Título: STJ autoriza aborto de feto com má-formação
Autor: Gallucci, Mariângela
Fonte: O Estado de São Paulo, 13/07/2007, Vida &, p. A16

Código Penal de 1940 só autoriza interrupção de gravidez em caso de estupro ou risco de morte da gestante

O presidente do Superior Tribunal de Justiça (STJ), Raphael de Barros Monteiro Filho, autorizou a interrupção da gestação de um feto diagnosticado com uma anomalia chamada encefalocele. A encefalocele é uma má-formação do cérebro que leva o feto à morte em horas ou dias após o nascimento.

Católico, Monteiro Filho levou em consideração o fato de que não existia chances de vida após o nascimento - possibilidade não prevista no artigo 128 do Código Penal, de 1940 - e havia risco de morte da mãe se a gravidez fosse levada adiante - uma das duas condições aceitas para o aborto legal.

Além da encefalocele (uma hérnia que afeta parte do encéfalo), o feto tem outros sérios problemas de formação. Exames detectaram que ele é portador de rins policísticos e polidactilia (presença de maior número de dedos do que o normal).

Monteiro Filho concedeu a autorização para a interrupção da gravidez, de 26 semanas, ao analisar um pedido da defensoria pública em favor da gestante R.R.S., de Porto Alegre. No passado, a grávida teve outro bebê com o mesmo problema, que morreu meia hora após o nascimento.

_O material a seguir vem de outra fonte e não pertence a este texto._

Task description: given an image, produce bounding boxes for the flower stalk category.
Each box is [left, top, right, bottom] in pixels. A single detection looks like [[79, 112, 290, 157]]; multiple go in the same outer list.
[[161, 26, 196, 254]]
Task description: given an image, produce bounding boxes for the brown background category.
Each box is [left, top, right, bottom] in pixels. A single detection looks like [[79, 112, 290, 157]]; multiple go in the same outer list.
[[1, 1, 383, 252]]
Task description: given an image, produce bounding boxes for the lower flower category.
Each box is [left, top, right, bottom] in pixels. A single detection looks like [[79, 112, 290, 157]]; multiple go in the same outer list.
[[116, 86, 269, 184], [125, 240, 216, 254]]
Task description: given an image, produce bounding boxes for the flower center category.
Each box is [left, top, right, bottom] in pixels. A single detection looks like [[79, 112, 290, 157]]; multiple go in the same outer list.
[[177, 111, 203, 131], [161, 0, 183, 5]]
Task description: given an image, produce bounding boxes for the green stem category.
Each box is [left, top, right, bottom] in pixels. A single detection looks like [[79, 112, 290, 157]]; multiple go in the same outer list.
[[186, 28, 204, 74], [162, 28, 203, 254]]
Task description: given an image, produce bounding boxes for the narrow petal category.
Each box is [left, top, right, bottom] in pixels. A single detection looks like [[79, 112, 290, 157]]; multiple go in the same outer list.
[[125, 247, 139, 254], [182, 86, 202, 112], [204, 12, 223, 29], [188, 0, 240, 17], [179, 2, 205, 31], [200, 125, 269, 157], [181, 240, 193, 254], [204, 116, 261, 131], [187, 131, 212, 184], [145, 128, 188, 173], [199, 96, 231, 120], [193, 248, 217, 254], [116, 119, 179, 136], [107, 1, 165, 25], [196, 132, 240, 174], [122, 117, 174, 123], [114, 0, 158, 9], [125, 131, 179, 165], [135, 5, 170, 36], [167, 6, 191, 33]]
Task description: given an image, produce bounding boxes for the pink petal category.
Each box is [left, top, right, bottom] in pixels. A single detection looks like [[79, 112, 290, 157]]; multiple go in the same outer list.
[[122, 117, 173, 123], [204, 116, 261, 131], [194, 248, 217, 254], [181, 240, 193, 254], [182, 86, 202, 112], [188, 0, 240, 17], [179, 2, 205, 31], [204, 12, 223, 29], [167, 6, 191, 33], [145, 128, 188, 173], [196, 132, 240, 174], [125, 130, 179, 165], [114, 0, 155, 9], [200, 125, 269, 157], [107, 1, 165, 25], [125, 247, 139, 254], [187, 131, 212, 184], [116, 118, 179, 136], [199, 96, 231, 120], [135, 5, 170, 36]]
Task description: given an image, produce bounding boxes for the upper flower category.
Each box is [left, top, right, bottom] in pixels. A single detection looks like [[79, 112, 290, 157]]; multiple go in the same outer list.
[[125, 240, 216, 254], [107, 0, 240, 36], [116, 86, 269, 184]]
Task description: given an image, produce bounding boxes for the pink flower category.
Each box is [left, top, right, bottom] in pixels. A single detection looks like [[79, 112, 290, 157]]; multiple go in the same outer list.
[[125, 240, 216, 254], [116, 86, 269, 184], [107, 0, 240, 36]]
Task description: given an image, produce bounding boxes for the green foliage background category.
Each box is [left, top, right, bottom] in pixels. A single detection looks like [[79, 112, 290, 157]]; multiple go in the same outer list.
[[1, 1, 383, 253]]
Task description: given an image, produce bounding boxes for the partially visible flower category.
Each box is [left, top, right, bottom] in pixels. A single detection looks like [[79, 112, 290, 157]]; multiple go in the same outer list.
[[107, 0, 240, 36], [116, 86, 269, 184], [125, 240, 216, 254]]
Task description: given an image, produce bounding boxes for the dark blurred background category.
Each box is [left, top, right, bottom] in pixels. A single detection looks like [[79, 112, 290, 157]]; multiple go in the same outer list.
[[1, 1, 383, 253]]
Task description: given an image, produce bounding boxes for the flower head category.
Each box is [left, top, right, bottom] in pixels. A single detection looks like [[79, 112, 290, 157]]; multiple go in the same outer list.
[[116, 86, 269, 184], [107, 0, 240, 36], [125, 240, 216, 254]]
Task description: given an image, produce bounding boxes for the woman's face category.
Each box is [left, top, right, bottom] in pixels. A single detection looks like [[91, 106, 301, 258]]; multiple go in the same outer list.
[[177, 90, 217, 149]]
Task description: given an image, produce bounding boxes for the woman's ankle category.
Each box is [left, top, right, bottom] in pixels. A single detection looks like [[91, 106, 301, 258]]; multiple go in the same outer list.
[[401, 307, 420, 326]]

A defensora Cleomir de Oliveira Carrão argumentou que, além da existência das anomalias que impedem a vida da criança após o nascimento, a manutenção da gestação colocaria em risco a saúde da mãe. Antes do STJ, a gestante havia fracassado na tentativa de convencer a Justiça do Rio Grande do Sul a permitir a interrupção. ¿Casos como esse devem ser analisados dentro de suas circunstâncias para que não se banalize o aborto¿, diz Cleomir. Segundo a defensora, a gestante será informada hoje da decisão da Justiça e passará a receber orientação e assistência médica e psicológica para interromper a gravidez.

Em sua decisão, o presidente do STJ afirmou que ficaram comprovadas as anomalias do feto e o risco à vida da mãe se a gravidez fosse mantida. Ele observou que, segundo laudos médicos, havia chances de a gestante ter problemas como ruptura uterina e hemorragias.

O presidente do STJ ressaltou que a legislação brasileira, que é antiga, prevê a interrupção de gestações em duas situações: quando há risco de morte da gestante e quando a gravidez resulta de estupro. ¿Nota-se que, nesses dois casos, o legislador procurou proteger a saúde física e psicológica da mãe, em detrimento da vida plenamente viável e saudável do feto fora do útero¿, afirmou o presidente do STJ.

¿Certamente, não houve, àquela época, a preocupação de proteger juridicamente a interrupção de gravidez de feto que não terá sobrevivência extra-uterina, por incapacidade científica de identificação de patologias dessa natureza, durante a gestação¿, disse. ¿Diante de uma gestação de feto portador de anomalia incompatível com a vida extra-uterina, como no caso dos autos, a indução antecipada do parto não atinge o bem juridicamente tutelado, uma vez que a morte desse feto é inevitável, em decorrência da própria patologia¿, concluiu.

ESPERA

Há anos é esperada uma decisão do Supremo Tribunal Federal (STF) sobre a interrupção de gestações de fetos com anomalias letais. Desde junho de 2004, tramita no STF uma ação na qual a Confederação Nacional dos Trabalhadores na Saúde (CNTS) pede que seja reconhecido o direito à interrupção de gestações de fetos com anencefalia (sem cérebro) sem necessidade de prévia autorização judicial.

Uma decisão da mais alta Corte de Justiça do País garantindo esse direito beneficiaria as grávidas que enfrentam o problema. Atualmente, elas têm de pedir autorização ao Judiciário para antecipar os partos.

Em 2004, por três meses, as gestantes ficaram livres da obrigação. O relator da ação, ministro Marco Aurélio Mello, concedeu em julho daquele ano uma liminar permitindo a antecipação desses partos em todo o País. No entanto, em outubro do mesmo ano, o plenário do Supremo cassou a liminar. De lá para cá, não houve novo pronunciamento no tribunal.